Mom waved so excitedly that I knew she was misreading the reason I'd stopped by.

“Just wanted to see what you were up to!”

She threw her arm around me and squeezed, shouting to the others, “Activist in training here!”

The ladies whooped, and I did a stealth check across the street to school to make sure nobody had overheard. What would my nickname be if QB or Natalie could see me in a vacant lot with a bunch of middle-aged eco-warriors?

Natalie. She couldn't say anything. Because she was
dating
my best friend
. My brain whimpered
How?
one last time and short-circuited.

I spent the ride home dimly registering Mom droning on about her eco group and how there was going to be a minor- league field across from Palmetto, but the deal to bring in the team fell through, and Community Farmers of America and some game app something-something to fund-raise and then she fell silent, which snapped me back just in time for her to say, “It was awfully brave of Hannah to come out.”

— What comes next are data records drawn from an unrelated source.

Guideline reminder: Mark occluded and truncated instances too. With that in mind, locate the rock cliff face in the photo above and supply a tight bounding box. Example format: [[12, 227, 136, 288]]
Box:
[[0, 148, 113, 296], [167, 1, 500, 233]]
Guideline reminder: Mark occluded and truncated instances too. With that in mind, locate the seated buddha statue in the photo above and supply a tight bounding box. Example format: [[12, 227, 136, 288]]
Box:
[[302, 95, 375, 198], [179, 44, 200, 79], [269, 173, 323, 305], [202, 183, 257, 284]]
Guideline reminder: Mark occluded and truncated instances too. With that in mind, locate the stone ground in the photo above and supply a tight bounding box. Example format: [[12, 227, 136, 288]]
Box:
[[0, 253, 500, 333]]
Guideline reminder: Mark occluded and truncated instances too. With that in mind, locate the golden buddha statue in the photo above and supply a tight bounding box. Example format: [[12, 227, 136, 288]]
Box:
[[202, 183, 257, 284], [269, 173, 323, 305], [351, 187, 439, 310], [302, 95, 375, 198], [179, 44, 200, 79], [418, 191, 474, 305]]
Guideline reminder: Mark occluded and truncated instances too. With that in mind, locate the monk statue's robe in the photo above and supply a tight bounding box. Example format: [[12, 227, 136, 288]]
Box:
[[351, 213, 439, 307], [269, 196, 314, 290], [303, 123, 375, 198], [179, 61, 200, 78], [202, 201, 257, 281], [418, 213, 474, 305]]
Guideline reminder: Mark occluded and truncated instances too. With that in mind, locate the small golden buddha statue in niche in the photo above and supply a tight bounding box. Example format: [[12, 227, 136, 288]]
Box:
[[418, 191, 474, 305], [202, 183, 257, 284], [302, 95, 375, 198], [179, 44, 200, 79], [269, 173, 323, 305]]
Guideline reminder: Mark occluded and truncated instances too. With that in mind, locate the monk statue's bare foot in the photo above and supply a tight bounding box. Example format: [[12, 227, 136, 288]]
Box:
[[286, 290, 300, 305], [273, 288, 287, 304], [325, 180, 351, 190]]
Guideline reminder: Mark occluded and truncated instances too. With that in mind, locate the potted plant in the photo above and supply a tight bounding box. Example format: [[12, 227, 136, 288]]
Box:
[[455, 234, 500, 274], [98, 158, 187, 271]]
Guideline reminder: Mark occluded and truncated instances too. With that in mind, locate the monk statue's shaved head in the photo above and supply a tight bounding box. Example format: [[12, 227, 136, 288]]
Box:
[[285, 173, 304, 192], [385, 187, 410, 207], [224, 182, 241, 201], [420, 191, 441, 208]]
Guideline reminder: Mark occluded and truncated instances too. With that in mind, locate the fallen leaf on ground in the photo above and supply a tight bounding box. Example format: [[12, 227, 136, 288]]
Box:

“Yeah.” I blinked. “She's a rock star.”

Mom had a dangerous sparkle in her eye. “If you had something to tell me, I'd be very proud of
you
. And supportive. You know that, right?”

“Sure.”

“So . . .” She was watching me, not the road. “Is there anything you want to say?”

“Yeah.
Brake
.” I pointed to the light ahead and she slammed the car to a stop just as it turned red. “Apart from that, no. Nice try.”

“Okay,” Mom said, an irritating note of patience in her voice, as though in time, I'd come to know myself as well as she did.

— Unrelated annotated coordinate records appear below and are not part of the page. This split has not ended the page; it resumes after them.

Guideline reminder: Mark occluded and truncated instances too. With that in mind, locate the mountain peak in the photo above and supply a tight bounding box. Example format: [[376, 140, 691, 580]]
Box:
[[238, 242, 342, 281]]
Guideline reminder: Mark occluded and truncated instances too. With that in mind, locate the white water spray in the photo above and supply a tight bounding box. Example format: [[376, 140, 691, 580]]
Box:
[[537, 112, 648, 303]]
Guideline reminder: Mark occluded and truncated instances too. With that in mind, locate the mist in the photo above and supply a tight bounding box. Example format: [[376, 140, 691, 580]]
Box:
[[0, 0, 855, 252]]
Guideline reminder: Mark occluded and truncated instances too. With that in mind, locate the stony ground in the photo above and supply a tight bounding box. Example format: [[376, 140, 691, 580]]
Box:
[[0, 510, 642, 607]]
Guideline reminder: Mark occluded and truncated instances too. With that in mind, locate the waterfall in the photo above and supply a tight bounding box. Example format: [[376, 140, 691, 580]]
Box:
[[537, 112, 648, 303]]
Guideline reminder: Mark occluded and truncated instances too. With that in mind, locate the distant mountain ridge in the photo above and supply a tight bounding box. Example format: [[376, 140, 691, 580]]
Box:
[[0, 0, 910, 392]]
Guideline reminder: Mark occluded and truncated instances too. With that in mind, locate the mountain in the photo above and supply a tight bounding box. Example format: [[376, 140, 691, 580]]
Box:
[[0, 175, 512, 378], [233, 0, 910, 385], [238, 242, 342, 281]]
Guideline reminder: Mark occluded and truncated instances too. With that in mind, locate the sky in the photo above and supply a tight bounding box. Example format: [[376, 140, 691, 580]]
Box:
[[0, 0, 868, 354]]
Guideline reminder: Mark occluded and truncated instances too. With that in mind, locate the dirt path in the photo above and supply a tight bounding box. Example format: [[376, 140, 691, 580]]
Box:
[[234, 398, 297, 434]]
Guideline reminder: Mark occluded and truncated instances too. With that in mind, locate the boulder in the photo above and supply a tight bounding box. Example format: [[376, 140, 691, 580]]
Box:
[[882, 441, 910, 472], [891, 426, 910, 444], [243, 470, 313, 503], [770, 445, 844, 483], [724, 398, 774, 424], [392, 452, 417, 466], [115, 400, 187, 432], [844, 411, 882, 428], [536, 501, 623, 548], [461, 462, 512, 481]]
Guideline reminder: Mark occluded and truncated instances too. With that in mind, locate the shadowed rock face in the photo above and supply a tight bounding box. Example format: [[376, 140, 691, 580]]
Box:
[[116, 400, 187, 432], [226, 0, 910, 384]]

“When I realize I'm gay, you'll be the first to know. I'll wake you up and tell you the exact moment it occurs to me.”

Mom rolled her eyes and turned into our driveway. “Just wanted you to know I'm here for you.”

“I appreciate that.”

I did. Honestly. Even so, the moment we got into the house, I ran upstairs, locked my bedroom door, and tried my best to pretend nothing outside my walls was real.